As she gains confidence in her English and in their relationship, Z also pushes back against her lover’s didacticism, which (she angrily points out) tacitly assumes she has nothing to teach or contribute to his understanding of the world:
You never really pay attention to my culture. You English once took over Hong Kong, so you probably heard of that we Chinese have 5,000 years of the greatest human civilisation ever existed in the world . . . Our Chinese invented paper so your Shakespeare can write two thousand years later. Our Chinese invented gunpowder for you English and Americans to bomb Iraq. And our Chinese invented compass for you English to sail and colonise the Asian and Africa.

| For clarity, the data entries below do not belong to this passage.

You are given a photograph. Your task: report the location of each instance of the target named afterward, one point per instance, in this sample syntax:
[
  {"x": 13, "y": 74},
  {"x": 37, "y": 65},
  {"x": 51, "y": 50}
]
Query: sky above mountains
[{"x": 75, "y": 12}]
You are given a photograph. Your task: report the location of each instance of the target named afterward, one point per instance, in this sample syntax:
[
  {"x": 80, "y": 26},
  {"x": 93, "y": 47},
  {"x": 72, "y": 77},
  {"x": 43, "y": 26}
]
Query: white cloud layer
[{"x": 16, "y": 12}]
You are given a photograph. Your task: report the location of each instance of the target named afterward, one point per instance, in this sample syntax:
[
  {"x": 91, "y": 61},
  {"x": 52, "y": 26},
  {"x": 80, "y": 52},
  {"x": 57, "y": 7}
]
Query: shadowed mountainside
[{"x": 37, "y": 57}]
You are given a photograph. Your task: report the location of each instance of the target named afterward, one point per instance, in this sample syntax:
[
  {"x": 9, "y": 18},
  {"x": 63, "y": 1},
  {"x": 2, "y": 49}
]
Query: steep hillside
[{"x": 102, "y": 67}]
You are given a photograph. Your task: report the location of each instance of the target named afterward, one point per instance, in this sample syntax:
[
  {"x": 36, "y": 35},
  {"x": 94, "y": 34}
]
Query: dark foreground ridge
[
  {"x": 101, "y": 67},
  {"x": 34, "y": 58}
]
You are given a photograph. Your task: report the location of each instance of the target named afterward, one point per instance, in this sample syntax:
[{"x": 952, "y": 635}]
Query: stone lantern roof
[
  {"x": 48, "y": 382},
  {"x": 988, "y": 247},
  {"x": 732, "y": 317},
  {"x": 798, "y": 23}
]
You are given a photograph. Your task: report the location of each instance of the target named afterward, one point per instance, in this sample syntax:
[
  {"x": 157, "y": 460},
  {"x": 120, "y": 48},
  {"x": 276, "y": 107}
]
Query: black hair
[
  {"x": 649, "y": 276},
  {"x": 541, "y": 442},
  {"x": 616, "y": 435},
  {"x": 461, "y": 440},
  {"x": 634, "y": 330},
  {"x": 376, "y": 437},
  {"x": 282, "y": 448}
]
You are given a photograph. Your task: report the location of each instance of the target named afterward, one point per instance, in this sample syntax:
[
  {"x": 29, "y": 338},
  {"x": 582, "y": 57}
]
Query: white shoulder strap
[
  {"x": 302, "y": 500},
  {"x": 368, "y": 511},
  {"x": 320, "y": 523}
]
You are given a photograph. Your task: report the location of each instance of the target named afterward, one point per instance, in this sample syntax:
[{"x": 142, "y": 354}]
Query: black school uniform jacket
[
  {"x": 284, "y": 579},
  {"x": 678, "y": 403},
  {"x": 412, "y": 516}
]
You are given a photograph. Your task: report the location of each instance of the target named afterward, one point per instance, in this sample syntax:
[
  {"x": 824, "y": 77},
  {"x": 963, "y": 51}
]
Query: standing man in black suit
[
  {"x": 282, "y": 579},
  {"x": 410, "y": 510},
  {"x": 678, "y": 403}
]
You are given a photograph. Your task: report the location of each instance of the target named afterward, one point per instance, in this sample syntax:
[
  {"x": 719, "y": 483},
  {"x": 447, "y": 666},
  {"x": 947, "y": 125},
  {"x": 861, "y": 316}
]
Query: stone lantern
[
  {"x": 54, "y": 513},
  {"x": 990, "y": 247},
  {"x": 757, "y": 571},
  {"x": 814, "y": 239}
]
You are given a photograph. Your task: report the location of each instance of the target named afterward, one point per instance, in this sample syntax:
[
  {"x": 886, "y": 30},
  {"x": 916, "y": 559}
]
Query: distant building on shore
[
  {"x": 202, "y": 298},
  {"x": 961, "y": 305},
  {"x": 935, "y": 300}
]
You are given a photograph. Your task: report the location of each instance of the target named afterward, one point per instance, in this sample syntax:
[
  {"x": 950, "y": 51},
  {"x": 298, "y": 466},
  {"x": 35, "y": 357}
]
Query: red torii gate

Tying those Chinese achievements to acts of war, violence, and imperialism is not exactly claiming superiority—just relevance. Perhaps it is not a novel about these two cultures but about cross-cultural engagement more generally, and about how language both does and does not create mutual understanding.
One good thing Z’s lover does (though it too arises from a paternalistic impulse that is a bit cringe-inducing) is send her off to travel around Europe: “I think you should see a bit of the world without me,” he tells her. Her trip does add to her experience and her knowledge of yet more cultures; it’s another layer to the novel as a story of her individual development. “I think it’s important you go by yourself,” her lover says, and while there’s some selfishness to his motives (at least, I thought so), because he is chafing a bit against their proximity, he’s right that—young and unworldly as she is when she arrives in London—she will benefit from a chance to think about who she is when she isn’t defined either by what she recalls as a highly regimented life in China or by their romantic entanglement.
It seemed significant to me that Z’s Bildungsroman is international in that way. Although it is very much and very specifically a novel about differences between particular countries and cultures and languages, I finished the novel thinking that (as with the issue of languages) to some extent its Chinese-English set-up is a device to make us question how far these differences really matter—if we could only find ways to communicate between or across them. “I want to become a citizen of the world,” Z says at one point. Lots of details about A Concise Chinese-English Dictionary for Lovers make that notion seem naïve, and perhaps the way her relationship with her lover turns out is more evidence for a pessimistic reading. But I didn’t think their affair was meant to represent a “solution.” It’s a stage in Z’s journey, which ends, as seemed right, in her reflections on what she has learned so far, and with memories of travel and togetherness that will shape where she goes next:
The address on the envelope is familiar. It must be in west Wales. Yes, we went there together. I remember how it rained. The rain was ceaseless, covering the whole forest, the whole mountain, and the whole land.
The novel begins with Z stumbling through her sentences, but by the end her language is close to poetry—the hardest form to translate, but the most beautiful to speak.